Before the aviation world finally turned its back on biplane aircraft, the 1930s saw the production of the ultimate biplane designs, many of which remain as some of the best loved aeroplanes to ever take to the skies. These beautiful aircraft just seem to epitomise the glamour and excitement of aviation, which simply captivated the general population, who could not get enough of these awesome machines. With highly polished metal panels and brightly coloured flamboyant liveries, it is no wonder that these inter-war aircraft command such affection amongst aviation enthusiasts to this day, even though few aircraft actually remain in flying condition.

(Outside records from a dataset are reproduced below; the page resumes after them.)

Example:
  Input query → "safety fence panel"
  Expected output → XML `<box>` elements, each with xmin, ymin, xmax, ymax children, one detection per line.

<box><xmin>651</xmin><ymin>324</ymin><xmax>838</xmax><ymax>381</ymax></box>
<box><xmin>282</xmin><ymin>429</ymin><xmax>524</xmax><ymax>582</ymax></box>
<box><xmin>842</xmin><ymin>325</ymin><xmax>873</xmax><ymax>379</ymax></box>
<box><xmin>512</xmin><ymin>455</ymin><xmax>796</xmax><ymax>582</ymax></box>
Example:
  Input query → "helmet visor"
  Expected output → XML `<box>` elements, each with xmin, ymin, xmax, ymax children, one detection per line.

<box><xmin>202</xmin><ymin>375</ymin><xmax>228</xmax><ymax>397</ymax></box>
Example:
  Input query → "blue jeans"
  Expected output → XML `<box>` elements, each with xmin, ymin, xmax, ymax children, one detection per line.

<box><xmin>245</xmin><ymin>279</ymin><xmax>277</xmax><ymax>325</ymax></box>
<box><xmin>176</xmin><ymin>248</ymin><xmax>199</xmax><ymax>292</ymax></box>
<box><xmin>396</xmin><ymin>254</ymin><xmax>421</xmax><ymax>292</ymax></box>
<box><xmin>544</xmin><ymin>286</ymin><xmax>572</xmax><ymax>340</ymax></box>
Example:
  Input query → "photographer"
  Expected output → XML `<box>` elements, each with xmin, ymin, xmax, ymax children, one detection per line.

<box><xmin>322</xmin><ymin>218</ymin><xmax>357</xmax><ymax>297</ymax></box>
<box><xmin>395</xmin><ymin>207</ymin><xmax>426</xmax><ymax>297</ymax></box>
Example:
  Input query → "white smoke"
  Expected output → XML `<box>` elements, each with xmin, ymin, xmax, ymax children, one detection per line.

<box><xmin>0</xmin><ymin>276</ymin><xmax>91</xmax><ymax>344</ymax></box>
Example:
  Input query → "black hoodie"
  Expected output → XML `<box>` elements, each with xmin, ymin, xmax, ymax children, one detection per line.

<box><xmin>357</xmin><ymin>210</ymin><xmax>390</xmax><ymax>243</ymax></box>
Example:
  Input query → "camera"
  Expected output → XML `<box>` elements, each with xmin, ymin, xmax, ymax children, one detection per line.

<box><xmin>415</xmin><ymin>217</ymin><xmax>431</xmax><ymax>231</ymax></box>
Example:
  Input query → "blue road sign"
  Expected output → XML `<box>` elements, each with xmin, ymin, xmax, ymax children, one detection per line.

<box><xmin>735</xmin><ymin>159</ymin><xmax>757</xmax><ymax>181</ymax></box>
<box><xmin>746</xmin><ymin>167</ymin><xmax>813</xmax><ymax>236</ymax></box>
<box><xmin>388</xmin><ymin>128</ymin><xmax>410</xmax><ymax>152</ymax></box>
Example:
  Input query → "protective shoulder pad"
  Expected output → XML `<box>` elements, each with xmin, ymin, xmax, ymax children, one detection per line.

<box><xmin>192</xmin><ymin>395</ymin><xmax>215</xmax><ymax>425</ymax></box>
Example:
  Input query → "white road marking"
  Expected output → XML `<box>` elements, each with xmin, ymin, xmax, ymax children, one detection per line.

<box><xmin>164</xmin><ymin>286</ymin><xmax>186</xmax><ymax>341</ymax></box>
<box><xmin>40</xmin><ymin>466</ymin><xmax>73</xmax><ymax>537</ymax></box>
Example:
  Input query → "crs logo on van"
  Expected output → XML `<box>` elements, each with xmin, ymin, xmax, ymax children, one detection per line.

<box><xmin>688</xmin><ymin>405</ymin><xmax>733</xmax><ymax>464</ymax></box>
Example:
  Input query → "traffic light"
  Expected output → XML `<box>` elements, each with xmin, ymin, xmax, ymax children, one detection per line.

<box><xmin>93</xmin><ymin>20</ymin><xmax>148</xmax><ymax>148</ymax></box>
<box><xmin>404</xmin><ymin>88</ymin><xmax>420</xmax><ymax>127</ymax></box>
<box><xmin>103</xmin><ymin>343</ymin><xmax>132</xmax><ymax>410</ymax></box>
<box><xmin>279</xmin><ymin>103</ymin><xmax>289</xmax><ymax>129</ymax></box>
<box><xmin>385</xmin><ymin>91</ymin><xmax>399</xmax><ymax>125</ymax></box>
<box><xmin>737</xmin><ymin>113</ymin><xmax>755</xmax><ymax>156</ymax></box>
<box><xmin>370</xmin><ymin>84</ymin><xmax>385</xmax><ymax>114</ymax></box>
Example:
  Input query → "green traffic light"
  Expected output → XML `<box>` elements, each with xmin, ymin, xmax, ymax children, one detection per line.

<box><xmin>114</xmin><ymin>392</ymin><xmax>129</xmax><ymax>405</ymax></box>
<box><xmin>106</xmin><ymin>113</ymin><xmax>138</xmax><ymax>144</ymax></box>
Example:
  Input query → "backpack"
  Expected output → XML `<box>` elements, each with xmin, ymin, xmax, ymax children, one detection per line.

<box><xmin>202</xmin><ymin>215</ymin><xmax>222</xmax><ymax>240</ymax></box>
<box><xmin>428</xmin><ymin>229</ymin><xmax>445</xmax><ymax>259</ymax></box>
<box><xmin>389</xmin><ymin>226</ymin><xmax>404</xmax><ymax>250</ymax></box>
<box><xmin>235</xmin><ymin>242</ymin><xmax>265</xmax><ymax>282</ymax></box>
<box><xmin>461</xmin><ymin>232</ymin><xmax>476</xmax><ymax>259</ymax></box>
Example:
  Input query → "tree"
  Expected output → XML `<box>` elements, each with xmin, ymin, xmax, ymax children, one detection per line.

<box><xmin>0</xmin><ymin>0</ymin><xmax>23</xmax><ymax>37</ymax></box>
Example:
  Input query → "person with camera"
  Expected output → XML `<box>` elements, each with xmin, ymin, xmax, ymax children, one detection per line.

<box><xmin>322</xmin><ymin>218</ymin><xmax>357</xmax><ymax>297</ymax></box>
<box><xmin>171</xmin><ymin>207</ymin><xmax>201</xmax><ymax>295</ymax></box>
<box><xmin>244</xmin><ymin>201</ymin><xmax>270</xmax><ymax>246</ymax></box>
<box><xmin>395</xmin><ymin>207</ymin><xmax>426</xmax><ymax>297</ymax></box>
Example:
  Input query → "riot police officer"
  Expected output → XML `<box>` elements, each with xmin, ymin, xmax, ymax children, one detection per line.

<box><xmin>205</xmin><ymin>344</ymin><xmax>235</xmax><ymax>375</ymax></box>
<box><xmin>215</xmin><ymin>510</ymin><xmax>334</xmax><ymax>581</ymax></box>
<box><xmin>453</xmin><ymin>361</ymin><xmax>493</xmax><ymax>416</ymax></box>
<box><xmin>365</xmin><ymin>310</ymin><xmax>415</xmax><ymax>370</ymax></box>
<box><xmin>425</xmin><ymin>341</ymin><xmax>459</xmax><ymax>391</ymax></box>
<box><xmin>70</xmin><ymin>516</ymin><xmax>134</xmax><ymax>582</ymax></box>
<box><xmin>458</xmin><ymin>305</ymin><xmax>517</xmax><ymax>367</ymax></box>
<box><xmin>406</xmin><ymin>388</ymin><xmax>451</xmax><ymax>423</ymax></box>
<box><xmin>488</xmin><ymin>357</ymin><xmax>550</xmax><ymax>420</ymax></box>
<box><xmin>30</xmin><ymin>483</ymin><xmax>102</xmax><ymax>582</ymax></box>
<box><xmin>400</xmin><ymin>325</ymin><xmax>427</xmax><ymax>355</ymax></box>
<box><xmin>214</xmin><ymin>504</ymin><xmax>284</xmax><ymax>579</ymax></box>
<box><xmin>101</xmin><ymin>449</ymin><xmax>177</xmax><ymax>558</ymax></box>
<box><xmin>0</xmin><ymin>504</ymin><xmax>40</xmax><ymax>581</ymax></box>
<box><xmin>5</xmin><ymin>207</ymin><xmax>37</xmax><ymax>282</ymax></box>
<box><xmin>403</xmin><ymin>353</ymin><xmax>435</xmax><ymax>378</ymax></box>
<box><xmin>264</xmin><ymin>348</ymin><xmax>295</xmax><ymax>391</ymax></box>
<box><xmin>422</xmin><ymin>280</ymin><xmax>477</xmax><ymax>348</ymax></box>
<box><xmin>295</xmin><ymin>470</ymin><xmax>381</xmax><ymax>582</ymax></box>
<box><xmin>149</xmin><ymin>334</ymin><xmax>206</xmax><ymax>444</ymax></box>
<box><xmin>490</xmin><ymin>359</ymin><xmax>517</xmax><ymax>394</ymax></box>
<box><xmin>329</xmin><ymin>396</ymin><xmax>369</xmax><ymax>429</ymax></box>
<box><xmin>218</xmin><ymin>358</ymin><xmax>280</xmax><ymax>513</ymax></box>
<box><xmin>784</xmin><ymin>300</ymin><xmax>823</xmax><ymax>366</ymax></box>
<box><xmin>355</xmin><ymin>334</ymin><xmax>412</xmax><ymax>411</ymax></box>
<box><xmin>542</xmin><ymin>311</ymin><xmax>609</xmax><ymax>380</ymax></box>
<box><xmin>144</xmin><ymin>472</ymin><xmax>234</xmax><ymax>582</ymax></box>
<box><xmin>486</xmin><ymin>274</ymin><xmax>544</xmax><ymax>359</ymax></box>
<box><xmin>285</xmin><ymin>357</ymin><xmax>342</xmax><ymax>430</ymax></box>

One of the most accomplished aircraft engineers Britain has ever produced was Sir Sidney Camm, the chief designer of the Hawker Aircraft Company. A prolific and talented designer, Camm was responsible for no less than 52 different aircraft types, during his employment period at Hawkers, with no fewer than 26,000 of his aircraft being manufactured. Incredibly, at one point during the 1930s, Camm-designed aircraft accounted for no less than 84% of the aircraft in service with the Royal Air Force – a quite startling statistic. Some of the most iconic Hawker biplane designs came from the pen of Sydney Camm, such as the Hart, Demon and Nimrod, but he was also responsible for an aircraft which is described as the ‘Ultimate biplane fighter’ – the magnificent Hawker Fury Mk.I.
It could be argued that British aviation in the 1930s belonged to the classic biplane aircraft of the Hawker Aircraft Company. As their design team began to look at monoplane aircraft design and the future of aviation, they managed to perfect the biplane fighter and produce what was for many, the most attractive aircraft ever to take to the skies. The Hawker Fury Mk.I was originally named the Hawker Hornet and was a sleek, all metal fighter development of the highly successful Hawker light bomber designs, which were already in service with the Royal Air Force. As a new high-speed fighter design for the RAF, it was in competition with the equally attractive Fairey Firefly II, which looked strikingly similar to the Hawker design in profile and was even powered by the same engine, the newly developed Rolls Royce Kestrel. This 700 HP, V-12 in-line engine was the first cast-block engine produced by Rolls Royce and was to be the design pattern for most of their future piston engine designs. It was an extremely powerful unit and the very pinnacle of engine technology, at that time. Interestingly, the Rolls Royce Kestrel was also used to power a number of prototype German aircraft designs – the same aircraft that would be hurled against the RAF, just a few years later in the Battle of Britain.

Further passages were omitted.